Wie zeggen de mensen dat ik ben?
Wie ben je in de ogen van het publiek, en wie ben je echt? Daar kan een kloof tussen zitten.
Elisabeth Elliot (1926-2015) –eerst zendelinge, later een van de bekendste schrijvers en sprekers in christelijk Amerika– deelde veel uit haar persoonlijk leven. Mensen meenden haar te kennen, bewonderden haar, raadpleegden haar. Maar Ellen Vaughns biografie, grotendeels gebaseerd op brieven en dagboeken, laat een minder heilige Elliot zien.
Het eerste deel is verkrijgbaar als ”Een leven op het altaar”. Het tweede deel is nog niet vertaald. De vraag is of dat gaat gebeuren. Of daar niet te veel ongemakkelijke waarheden in staan. Of (reformatorische) lezers bereid zijn hun plaatje bij te stellen.
Het beeld dat je van Elliot zou kunnen hebben –altijd bezonnen, wijs, onderworpen aan Gods wil en leiding, haar leven op orde– sneuvelt. Elisabeth was goudeerlijk in haar dagboeken, over alles. Ze was sceptisch over de evangelicale wereld waar ze uit kwam, prikte dwars door bepaalde voorgangers heen, worstelde met haar publieke rol, het verschil tussen binnen- en buitenkant, de continue stroom van vragen en verzoeken die ze nauwelijks aankon. Een diepe geloofsbeproeving volgde toen ze het ontluisterende lijden van haar tweede grote liefde, Addison Leitch, moest aanzien, en ze hem ondanks alle hoopvolle gebeden en ‘profetieën’ van mensen die geloofden in zijn genezing toch moest loslaten. Daarna de nog grotere eenzaamheid. De honger van onvervulde (lichamelijke) verlangens.
En ten slotte haar derde, langste huwelijk met Lars Gren. Waarover ze al na tien dagen aan een vriendin schreef dat het de grootste vergissing van haar leven was. De in de publieke beeldvorming altijd hoffelijke, innemende Lars was ook de Lars die compleet de regie overnam, kritisch op Elisabeth was, haar ”stiltebehandelingen” gaf als ze hem niet beviel, haar dwong om veel op te treden, ook toen ze ging dementeren. Ooit zette hij haar in een stoel op het podium en speelde via een grote bandrecorder een oude lezing van haar af.

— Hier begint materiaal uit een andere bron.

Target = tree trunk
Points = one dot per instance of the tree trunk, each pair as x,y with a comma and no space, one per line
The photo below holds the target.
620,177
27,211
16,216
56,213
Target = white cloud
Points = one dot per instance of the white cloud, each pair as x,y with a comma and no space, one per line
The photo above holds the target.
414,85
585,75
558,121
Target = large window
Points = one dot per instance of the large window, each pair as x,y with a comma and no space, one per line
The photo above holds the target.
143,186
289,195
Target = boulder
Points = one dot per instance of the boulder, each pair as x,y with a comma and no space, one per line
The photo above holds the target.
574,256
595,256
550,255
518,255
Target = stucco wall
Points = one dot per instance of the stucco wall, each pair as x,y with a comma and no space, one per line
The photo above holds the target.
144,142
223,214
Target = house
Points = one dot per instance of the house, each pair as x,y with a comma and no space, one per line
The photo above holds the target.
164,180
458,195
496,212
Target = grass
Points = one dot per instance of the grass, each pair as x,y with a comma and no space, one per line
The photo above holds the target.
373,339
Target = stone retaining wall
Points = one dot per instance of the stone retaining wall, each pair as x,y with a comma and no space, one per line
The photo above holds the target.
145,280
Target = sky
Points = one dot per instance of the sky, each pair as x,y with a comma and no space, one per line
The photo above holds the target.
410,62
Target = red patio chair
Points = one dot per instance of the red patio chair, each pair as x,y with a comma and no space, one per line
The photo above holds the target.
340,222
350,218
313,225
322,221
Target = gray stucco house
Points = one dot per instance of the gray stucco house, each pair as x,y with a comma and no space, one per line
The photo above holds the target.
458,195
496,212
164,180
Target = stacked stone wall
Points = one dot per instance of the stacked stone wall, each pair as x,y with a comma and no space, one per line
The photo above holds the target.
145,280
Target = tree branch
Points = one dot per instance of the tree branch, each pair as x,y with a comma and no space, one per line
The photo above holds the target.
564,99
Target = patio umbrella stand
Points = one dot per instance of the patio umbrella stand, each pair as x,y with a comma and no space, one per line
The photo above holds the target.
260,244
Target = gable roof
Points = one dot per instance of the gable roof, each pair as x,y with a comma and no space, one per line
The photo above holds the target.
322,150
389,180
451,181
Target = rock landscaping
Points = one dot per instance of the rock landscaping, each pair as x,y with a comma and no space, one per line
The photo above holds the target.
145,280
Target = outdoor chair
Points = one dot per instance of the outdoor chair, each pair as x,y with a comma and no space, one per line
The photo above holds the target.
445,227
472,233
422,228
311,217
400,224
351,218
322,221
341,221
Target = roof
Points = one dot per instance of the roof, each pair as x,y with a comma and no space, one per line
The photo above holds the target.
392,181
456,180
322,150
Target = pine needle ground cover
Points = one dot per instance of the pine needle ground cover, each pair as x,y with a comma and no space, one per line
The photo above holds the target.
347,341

Ik ben blij dat ik na lezing van deel twee het eerlijke verhaal van haar leven ken. Het is op een bepaalde manier troostvol. Maar die laatste 38 jaar maakten me ook verdrietig en verward. Hoe kon die wijze Elisabeth zich zo vergissen? En stel dat dat huwelijk geen vergissing was –ze had dit besluit zoals altijd biddend genomen–, waarom schikte God haar dit toe, na al het andere lijden?
Hoe Elisabeth hierop reflecteerde zullen we nooit lezen; Lars heeft haar dagboeken uit die periode vernietigd. Maar dit zou ze gezegd kunnen hebben: Of ik mij nu vergist heb of niet, Hij weet wat Hij doet. Hij zal ons niet besparen wat ons meer op Jezus doet lijken. Dat plaatje wil Híj niet kwijt.